With one week to go before the US Open, some of the lower-ranked players are cramming in some last minute court time in Winston-Salem. Dan Weston previews the event...
"While Querrey’s hard court record this year is a mediocre 8-9, this only tells part of the story. He’s 3-7 on tiebreaks in these matches and is running at a combined 103.7% serve/return points won percentage from them also. "
Goffin withdrawal further weakens Winston-Salem field
The 250 level event at Winston-Salem rarely attracts the most prestigious field, and this year's event is no exception, with no top ten players participating.
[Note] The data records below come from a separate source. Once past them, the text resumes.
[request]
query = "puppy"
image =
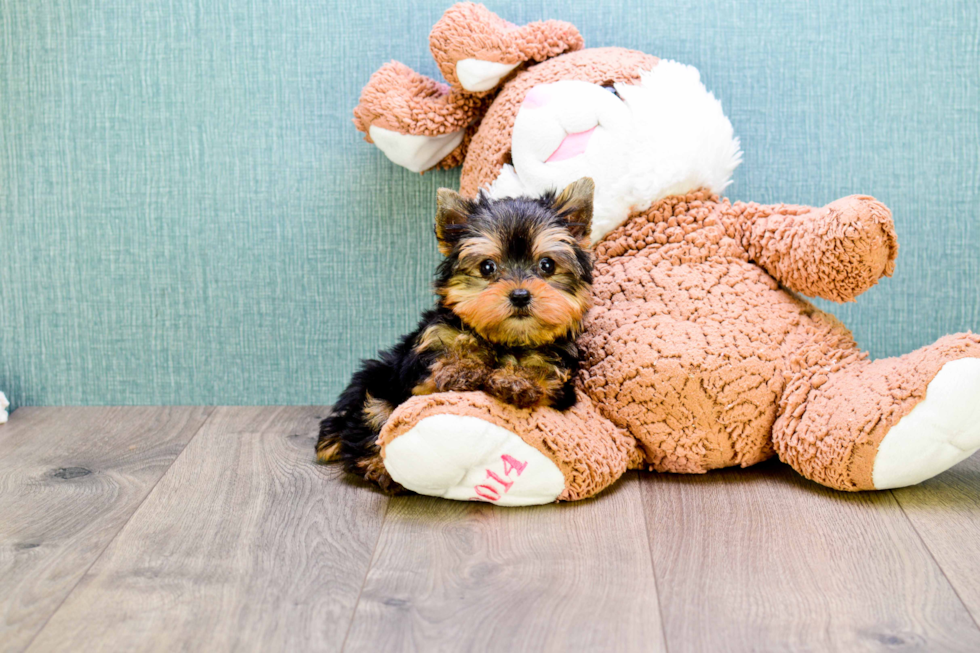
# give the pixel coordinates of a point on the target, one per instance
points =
(513, 291)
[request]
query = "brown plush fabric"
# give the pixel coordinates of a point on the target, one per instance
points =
(490, 148)
(471, 31)
(589, 451)
(698, 353)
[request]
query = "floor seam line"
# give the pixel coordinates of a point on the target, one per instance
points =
(119, 530)
(367, 572)
(653, 565)
(932, 557)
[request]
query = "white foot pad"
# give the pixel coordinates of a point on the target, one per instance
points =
(467, 459)
(941, 431)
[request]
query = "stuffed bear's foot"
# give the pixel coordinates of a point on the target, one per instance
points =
(941, 431)
(466, 458)
(856, 425)
(469, 446)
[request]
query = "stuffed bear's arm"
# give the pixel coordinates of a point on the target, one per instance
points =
(835, 252)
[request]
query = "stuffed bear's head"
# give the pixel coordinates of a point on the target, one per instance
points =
(527, 110)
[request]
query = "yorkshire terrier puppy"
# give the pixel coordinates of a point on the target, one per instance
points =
(513, 290)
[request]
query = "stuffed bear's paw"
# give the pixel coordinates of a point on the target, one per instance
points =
(466, 458)
(941, 431)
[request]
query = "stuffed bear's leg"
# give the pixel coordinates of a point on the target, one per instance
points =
(862, 425)
(468, 446)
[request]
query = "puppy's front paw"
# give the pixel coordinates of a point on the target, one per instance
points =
(461, 375)
(514, 388)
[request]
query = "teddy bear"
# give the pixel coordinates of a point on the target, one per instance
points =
(700, 351)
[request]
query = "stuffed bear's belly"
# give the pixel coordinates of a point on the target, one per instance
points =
(690, 358)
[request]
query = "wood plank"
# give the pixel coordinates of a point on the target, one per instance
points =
(245, 544)
(471, 577)
(945, 511)
(762, 559)
(70, 478)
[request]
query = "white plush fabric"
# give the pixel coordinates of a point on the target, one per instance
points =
(663, 136)
(463, 458)
(476, 75)
(941, 431)
(415, 152)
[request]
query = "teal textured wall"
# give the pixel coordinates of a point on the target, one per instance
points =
(188, 216)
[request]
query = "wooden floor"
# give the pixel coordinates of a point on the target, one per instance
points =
(211, 529)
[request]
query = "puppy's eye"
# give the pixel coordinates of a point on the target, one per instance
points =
(487, 268)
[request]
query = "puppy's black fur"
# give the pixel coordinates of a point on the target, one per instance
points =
(512, 291)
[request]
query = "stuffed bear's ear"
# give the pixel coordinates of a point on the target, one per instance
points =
(417, 122)
(476, 49)
(452, 217)
(574, 204)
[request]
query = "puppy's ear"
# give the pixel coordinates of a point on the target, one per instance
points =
(451, 218)
(574, 205)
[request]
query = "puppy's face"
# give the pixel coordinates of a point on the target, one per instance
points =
(516, 270)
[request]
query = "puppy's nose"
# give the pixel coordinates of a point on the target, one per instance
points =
(520, 297)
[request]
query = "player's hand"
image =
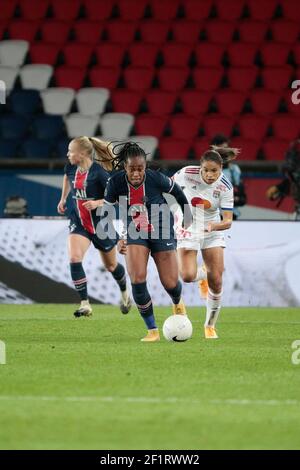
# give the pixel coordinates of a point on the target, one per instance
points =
(61, 208)
(122, 247)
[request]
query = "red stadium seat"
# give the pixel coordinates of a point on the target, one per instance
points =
(69, 77)
(160, 102)
(23, 29)
(98, 10)
(150, 125)
(139, 78)
(286, 127)
(220, 31)
(174, 149)
(33, 10)
(207, 79)
(122, 32)
(65, 10)
(262, 10)
(274, 55)
(254, 127)
(265, 102)
(241, 54)
(55, 31)
(275, 149)
(195, 102)
(43, 53)
(110, 54)
(253, 32)
(172, 78)
(154, 32)
(285, 31)
(88, 31)
(165, 10)
(132, 9)
(126, 101)
(186, 31)
(184, 127)
(77, 55)
(242, 78)
(277, 78)
(209, 55)
(229, 10)
(195, 10)
(141, 54)
(229, 102)
(106, 77)
(176, 55)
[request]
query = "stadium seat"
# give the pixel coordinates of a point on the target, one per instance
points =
(116, 125)
(195, 10)
(77, 124)
(88, 32)
(57, 101)
(218, 125)
(172, 78)
(254, 127)
(160, 102)
(24, 101)
(209, 55)
(195, 102)
(186, 32)
(34, 10)
(141, 54)
(9, 76)
(174, 149)
(23, 30)
(35, 148)
(104, 77)
(110, 54)
(126, 101)
(230, 102)
(65, 10)
(12, 53)
(43, 53)
(55, 32)
(47, 127)
(150, 125)
(184, 127)
(35, 76)
(92, 101)
(138, 78)
(69, 77)
(207, 79)
(176, 55)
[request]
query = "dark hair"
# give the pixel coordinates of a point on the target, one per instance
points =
(123, 151)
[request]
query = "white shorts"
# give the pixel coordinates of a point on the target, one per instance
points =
(210, 240)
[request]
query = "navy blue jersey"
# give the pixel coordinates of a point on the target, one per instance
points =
(86, 185)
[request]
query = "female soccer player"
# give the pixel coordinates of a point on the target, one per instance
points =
(149, 227)
(208, 191)
(86, 176)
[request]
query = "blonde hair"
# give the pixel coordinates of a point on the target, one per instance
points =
(97, 149)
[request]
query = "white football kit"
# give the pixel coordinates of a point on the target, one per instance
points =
(205, 201)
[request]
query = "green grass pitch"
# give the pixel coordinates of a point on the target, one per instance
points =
(91, 384)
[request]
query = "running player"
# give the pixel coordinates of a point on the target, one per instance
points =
(208, 191)
(149, 229)
(86, 176)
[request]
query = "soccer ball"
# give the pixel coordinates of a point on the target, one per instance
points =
(177, 328)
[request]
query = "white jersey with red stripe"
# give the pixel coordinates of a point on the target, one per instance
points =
(206, 200)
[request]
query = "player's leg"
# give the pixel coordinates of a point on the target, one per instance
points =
(136, 261)
(214, 261)
(167, 267)
(117, 270)
(77, 247)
David Goffin was due to be the top seed, but the Belgian has been forced to withdraw with the shoulder injury that caused him to retire in the semi-finals of Cincinnati on Saturday night - Radu Albot, the qualifier, is the lucky recipient of Goffin's berth, giving the Moldovan the extremely fortunate scenario of a first-round bye.
15 other players also have first-round byes, with there being 16 seeds in a 48-man draw, and in a wide-open looking event, not a single player is shorter than 8/1 with the Sportsbook.
Roberto Bautista-Agut is not defending his title, and in many cases in recent years, there has been a low-profile finalist, with Damir Dzumhur, Pierre-Hugues Herbert, Lukas Rosol and Jurgen Melzer all having reached the final in the last five years.
Data indicates conditions unlikely to be particularly quick
Conditions at the Wake Forest University venue are likely to be very slightly on the slow side of medium for a hard court, with 63.3% of service points being won across the last three years, marginally down on the 63.7% across all ATP hard court matches in that time period.
However, the aces per game figures during this time period are a little above average, running at 0.59 aces per game, 0.03 higher than the ATP hard court mean.
With this in mind, it's unlikely that any particular player genre will hugely benefit from conditions here, and it's interesting that there hasn't been a single American finalist at this event since John Isner won in consecutive years in 2011 and 2012 - very unusual for an American-based event, where home players tend to thrive. It is difficult to know whether there is any particular reason for this, or if it is purely just variance.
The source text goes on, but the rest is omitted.